This function returns the matrix template [mean,sd,IQR] that maximizes the ROC AUC between cases of controls.
getSignature(
data,
varlist=NULL,
Outcome=NULL,
target=c("All","Control","Case"),
CVFolds=3,
repeats=9,
distanceFunction=signatureDistance,
...
)
A data frame whose rows contains the sampled "subject" data, and each column is a feature.
The varlist is a character vector that list all the features to be searched by the Backward elimination forward selection procedure.
The name of the column that has the binary outcome. 1 for cases, 0 for controls
The target template that will be used to maximize the AUC.

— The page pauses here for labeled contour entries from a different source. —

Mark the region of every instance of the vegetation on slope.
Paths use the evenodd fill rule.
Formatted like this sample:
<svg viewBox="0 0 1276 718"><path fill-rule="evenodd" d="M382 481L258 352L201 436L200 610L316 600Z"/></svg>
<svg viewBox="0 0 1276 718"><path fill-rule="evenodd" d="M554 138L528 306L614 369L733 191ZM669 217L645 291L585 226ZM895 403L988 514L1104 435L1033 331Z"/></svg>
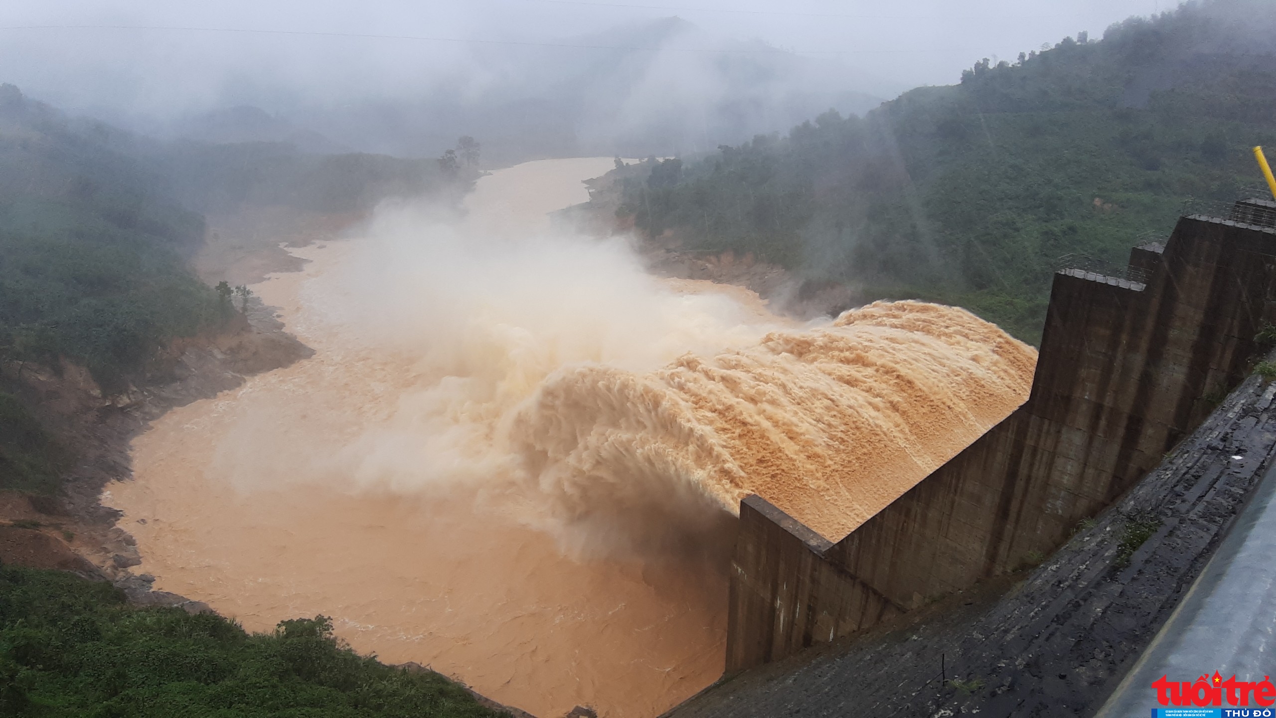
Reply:
<svg viewBox="0 0 1276 718"><path fill-rule="evenodd" d="M481 718L433 672L361 657L332 622L249 635L213 613L131 608L108 584L0 567L0 714Z"/></svg>
<svg viewBox="0 0 1276 718"><path fill-rule="evenodd" d="M0 359L65 356L107 388L228 307L182 254L203 217L92 129L0 86Z"/></svg>
<svg viewBox="0 0 1276 718"><path fill-rule="evenodd" d="M65 451L11 393L0 392L0 489L51 494Z"/></svg>
<svg viewBox="0 0 1276 718"><path fill-rule="evenodd" d="M1124 263L1189 197L1258 181L1276 144L1276 5L1187 4L865 118L828 112L624 180L619 215L686 250L753 253L863 299L968 307L1037 341L1063 254Z"/></svg>

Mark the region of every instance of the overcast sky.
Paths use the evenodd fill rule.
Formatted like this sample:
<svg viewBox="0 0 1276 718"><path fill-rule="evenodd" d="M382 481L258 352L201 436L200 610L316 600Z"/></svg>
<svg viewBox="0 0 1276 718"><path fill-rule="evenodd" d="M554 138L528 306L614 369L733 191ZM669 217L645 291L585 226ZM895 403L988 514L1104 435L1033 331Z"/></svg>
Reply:
<svg viewBox="0 0 1276 718"><path fill-rule="evenodd" d="M227 73L260 73L333 92L393 92L454 69L482 41L555 43L634 20L678 15L720 37L760 38L840 60L898 91L956 82L985 56L1020 51L1168 10L1157 0L9 0L0 4L0 75L70 105L213 101ZM254 34L199 29L31 28L148 26L419 36L439 40ZM462 41L462 42L453 42ZM567 43L570 43L568 41ZM516 52L518 45L503 45ZM722 47L686 47L713 51ZM563 47L587 61L588 51ZM516 52L517 54L517 52ZM246 69L253 68L253 69ZM240 78L244 79L242 77ZM121 95L122 93L122 95Z"/></svg>

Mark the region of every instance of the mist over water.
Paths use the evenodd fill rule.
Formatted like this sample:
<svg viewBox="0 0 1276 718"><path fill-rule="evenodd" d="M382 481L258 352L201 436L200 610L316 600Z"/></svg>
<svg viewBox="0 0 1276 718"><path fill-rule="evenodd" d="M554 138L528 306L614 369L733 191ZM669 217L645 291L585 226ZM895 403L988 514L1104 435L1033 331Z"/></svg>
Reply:
<svg viewBox="0 0 1276 718"><path fill-rule="evenodd" d="M103 497L139 571L540 715L656 715L721 673L740 497L840 538L1026 397L1035 353L963 310L798 325L551 226L610 164L296 250L254 289L315 355L163 416Z"/></svg>

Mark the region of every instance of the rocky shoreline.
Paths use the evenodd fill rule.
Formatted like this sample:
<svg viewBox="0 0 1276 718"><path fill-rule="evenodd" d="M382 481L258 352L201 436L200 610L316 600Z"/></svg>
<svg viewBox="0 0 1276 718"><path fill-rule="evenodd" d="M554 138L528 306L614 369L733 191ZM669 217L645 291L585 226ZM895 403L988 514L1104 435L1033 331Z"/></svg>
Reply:
<svg viewBox="0 0 1276 718"><path fill-rule="evenodd" d="M0 367L9 390L33 409L74 452L61 496L0 492L0 561L60 569L106 580L139 606L208 606L152 590L137 542L116 526L119 511L102 506L107 484L131 478L129 445L170 409L236 388L262 372L287 367L313 351L283 331L273 308L255 298L221 331L174 341L142 386L103 393L89 373L69 363L59 370L31 364Z"/></svg>

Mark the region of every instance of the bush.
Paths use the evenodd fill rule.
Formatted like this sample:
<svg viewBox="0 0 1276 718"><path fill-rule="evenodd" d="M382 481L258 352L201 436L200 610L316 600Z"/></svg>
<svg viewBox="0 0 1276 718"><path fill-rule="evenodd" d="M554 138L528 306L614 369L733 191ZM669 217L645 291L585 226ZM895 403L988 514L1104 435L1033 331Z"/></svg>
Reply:
<svg viewBox="0 0 1276 718"><path fill-rule="evenodd" d="M65 460L18 397L0 392L0 489L55 493Z"/></svg>
<svg viewBox="0 0 1276 718"><path fill-rule="evenodd" d="M433 672L356 654L324 616L249 635L211 613L133 608L105 583L0 567L0 714L500 715Z"/></svg>

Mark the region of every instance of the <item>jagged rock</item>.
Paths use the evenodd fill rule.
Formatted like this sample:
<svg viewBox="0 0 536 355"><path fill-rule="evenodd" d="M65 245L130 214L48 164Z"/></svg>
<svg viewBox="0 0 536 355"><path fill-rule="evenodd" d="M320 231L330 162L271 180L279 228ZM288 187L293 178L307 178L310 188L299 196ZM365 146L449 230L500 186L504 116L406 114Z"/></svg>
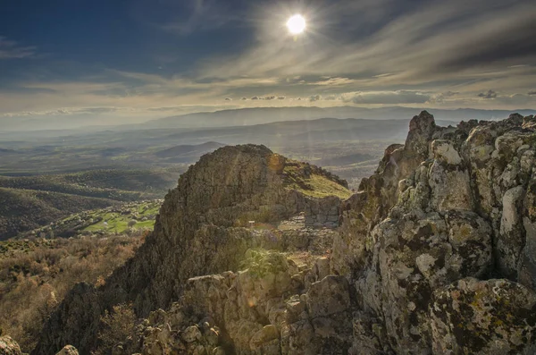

The number of folds to be used
how many times the CV procedure will be repeated
The function to be used to compute the distance between the template and each sample
the parameters to be passed to the distance function
the control matrix with quantile probs[0.025,0.25,0.5,0.75,0.975] that maximized the AUC (template of controls subjects)
the case matrix with quantile probs[0.025,0.25,0.5,0.75,0.975] that maximized the AUC (template of case subjects)
The AUC value at each cycle
The number of features at each cycle
The final list of features
A data frame with four columns: ID, Outcome, Case Distances, Control Distances. Each row contains the CV test results
The maximum ROC AUC
The function repeats full cycles of a Cross Validation (RCV) procedure. At each CV cycle the algorithm estimate the mean template and the distance between the template and the test samples. The ROC AUC is computed after the RCV is completed. A forward selection scheme. The set of features that maximize the AUC during the Forward loop is returned.